New Acer Aspire 1551 Features AMD's Turion II

Back in November of last year, when AMD announced it had formally settled with Intel over the smaller company's antitrust lawsuit, CEO Dirk Meyer predicted that we'd see more AMD laptops as a result. Nine months later, Dirk seems to have been right. We won't know for certain until we see AMD's Q2 results in a few weeks, but there certainly seems to be more OEM interest in the company's products than we've seen in years past.

The new Acer Aspire 1551 is a case in point. It features AMD's Turion II K625 processor (1.5GHz, dual-core, 45nm SOI), a Mobility Radeon 4225 GPU, 4GB of RAM, and a 320GB HDD for $550. Like many of the other AMD multimedia systems we've seen recently, this system straddles the line between netbook and notebook—its general specs are more notebook-class, but the 11.6" LCD is verging on netbook territory. The display (1366x768) is LED backlit and the resolution is decent for a notebook with a panel this size. (The prevalence of 15.6" and even some 17" laptops with displays that top out at 1366x768 makes us angry, Precious).

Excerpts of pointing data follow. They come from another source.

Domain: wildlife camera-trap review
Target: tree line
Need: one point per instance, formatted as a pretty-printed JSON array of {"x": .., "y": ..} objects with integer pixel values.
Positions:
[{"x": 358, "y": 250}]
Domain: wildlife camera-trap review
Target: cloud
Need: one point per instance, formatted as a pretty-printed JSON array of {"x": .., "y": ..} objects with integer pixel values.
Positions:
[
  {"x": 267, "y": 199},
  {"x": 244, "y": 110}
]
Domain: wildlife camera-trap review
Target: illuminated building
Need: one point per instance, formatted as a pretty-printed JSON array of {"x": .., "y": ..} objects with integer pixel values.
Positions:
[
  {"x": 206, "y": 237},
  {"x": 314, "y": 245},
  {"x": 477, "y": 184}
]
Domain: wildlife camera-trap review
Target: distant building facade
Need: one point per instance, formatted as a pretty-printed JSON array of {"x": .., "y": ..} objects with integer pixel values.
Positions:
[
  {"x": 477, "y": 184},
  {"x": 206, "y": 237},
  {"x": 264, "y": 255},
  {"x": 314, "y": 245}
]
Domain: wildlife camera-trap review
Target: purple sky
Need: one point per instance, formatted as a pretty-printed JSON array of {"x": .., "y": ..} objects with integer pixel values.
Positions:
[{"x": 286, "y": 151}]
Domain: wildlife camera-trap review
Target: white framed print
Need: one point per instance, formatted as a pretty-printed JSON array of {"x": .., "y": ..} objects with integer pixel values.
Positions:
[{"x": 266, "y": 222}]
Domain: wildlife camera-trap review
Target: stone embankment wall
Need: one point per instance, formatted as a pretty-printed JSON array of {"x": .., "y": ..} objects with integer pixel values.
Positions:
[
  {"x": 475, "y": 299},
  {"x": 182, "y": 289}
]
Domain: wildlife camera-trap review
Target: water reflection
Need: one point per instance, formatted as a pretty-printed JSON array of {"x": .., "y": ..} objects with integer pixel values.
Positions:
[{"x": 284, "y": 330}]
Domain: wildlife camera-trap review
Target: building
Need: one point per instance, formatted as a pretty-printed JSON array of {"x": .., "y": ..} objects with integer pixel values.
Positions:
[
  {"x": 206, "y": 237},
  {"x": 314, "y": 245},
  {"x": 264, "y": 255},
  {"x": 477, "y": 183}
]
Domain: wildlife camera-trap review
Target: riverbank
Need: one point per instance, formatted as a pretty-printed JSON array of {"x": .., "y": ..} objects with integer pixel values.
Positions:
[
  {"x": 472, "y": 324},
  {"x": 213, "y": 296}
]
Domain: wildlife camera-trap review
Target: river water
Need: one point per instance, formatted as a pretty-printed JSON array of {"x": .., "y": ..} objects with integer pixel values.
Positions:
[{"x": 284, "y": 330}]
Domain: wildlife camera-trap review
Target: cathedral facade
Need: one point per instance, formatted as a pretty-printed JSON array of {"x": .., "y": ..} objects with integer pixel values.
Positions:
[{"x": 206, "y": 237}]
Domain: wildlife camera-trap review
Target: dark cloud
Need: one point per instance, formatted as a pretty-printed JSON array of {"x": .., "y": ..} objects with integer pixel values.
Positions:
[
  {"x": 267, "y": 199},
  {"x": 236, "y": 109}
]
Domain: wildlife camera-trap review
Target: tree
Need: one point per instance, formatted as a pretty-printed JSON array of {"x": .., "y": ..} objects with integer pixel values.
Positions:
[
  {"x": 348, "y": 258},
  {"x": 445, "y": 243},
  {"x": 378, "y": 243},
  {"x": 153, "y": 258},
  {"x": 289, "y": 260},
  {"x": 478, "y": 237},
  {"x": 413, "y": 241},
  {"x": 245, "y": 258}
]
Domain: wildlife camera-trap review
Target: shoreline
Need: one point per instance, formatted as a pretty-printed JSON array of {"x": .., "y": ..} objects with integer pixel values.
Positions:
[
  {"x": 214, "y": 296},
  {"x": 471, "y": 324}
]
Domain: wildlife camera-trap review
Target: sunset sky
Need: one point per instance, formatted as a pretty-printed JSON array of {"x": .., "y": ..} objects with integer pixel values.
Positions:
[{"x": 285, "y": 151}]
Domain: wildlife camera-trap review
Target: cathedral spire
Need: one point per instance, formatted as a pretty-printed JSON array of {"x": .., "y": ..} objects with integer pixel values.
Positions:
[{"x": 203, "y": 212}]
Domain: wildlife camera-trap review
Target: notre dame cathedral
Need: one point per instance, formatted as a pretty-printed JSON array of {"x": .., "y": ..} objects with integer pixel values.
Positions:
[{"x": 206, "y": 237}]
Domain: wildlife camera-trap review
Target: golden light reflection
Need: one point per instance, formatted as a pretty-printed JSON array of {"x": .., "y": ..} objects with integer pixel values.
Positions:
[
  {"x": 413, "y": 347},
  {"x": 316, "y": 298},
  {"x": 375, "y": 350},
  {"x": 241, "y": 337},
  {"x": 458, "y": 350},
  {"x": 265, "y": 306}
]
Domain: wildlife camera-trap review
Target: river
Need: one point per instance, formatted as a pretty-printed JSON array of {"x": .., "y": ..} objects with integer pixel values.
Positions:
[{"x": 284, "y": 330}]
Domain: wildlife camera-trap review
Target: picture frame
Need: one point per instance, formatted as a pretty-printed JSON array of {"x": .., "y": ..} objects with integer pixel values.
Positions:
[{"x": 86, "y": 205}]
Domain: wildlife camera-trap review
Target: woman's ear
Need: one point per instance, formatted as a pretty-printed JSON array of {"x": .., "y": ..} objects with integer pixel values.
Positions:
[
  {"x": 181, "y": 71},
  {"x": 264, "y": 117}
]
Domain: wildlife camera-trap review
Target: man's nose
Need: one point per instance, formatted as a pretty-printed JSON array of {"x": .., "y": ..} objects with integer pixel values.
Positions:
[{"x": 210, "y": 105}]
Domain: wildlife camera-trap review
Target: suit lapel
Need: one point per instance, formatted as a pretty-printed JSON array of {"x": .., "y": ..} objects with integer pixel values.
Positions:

The only thing we don't like about the Aspire 1551 is its GPU, and that's AMD's fault, not Acer's. The Mobility Radeon 4225 that powers the 1551 is identical to the Mobility Radeon 4200 in every way save its core clock. The Radeon 4200 is clocked at 500MHz, a full 31.5 percent faster than the 4225's 380 MHz. AMD, in other words, lowered the 4200's performance and respun it into the 4225 without changing even a single feature.

This is the sort of spin NVIDIA is known for, and it's something that enthusiasts hate. At a guess, this is less about GPU performance and more about battery life. AMD continues to come up short compared to Intel on battery life; downclocking the GPU by 120MHz probably saves a few watts here and there. We like the Aspire 1551, at least on paper, but we'd be happier if AMD didn't resort to using this sort of tactic. At best, it makes a company look sly and underhanded.